O episódio parece picá-lo. Jonas joga muito e os golos aparecem a condizer, são às dezenas. As semanas sucedem-se em que os jornais lá de fora escrevem como o líder da corrida à Bota de Ouro está cá dentro. É em Portugal que o brasileiro faz a vida negra a adversários, tanto que, dos três clubes a que o Observador bate à porta, nenhum quer um dos seus defesas centrais a falar de como é ter de jogar contra Jonas. Porque a relação entre avançados e defesas é inversamente proporcional — quanto melhor for para os primeiros, pior é para os segundos. É tão bom para Jonas que, quatro anos depois, voltam a convocá-lo para a seleção brasileira, embora não ganhe bilhete para jogar na Copa América. “Hoje não está lá ninguém que tenha mais golos que ele. O problema, infelizmente, é a política que existe à volta da seleção”, lamenta Evandro Roncatto.
De inacreditável a sensacional, do oito ao oitenta, vão sete anos.
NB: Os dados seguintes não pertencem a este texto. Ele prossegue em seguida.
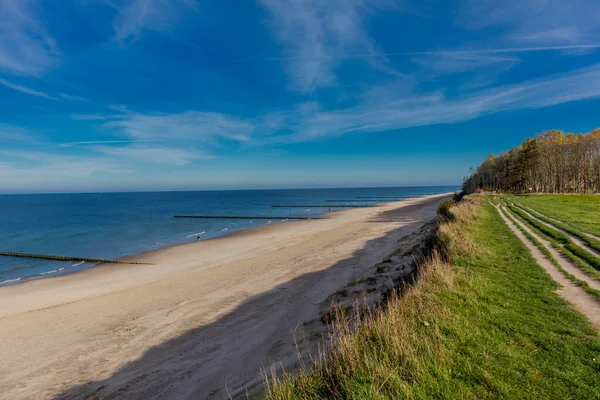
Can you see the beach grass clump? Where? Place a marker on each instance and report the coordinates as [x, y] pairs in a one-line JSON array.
[[444, 209], [482, 320]]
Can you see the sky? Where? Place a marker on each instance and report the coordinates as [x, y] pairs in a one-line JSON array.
[[109, 95]]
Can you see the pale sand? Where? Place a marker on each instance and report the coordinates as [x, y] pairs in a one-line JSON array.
[[207, 316]]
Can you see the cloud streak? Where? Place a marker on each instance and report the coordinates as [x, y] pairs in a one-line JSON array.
[[26, 48], [25, 90], [152, 15], [315, 35]]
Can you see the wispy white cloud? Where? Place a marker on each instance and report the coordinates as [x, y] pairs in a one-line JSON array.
[[538, 22], [317, 34], [155, 155], [26, 47], [24, 89], [436, 108], [156, 15], [10, 133], [185, 126], [445, 63]]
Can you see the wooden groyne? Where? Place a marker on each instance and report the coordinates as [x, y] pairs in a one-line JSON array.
[[66, 258], [383, 197], [321, 206], [348, 200], [238, 217]]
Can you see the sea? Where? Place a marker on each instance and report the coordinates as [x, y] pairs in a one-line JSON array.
[[113, 225]]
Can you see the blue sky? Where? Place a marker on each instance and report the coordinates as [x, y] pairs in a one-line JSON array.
[[99, 95]]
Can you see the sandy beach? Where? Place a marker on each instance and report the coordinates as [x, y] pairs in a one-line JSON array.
[[201, 321]]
Jonas está com 32 anos, é o melhor marcador do campeonato — é o 15.º brasileiro que logra a façanha — e, mesmo que os gostos se discutam, é talvez o melhor jogador que mora em Portugal. Ajudou o Benfica a ser bi — e talvez tri —, sempre na frente de quem faz mais golos na equipa. Além de tudo isto, o amigo do Guarani ainda diz que o brasileiro é “um amor de pessoa” e alguém “que merece tudo o que está a acontecer na vida dele” e “muitas coisas mais”. Vamos lá ver o que lhe falta fazer por cá.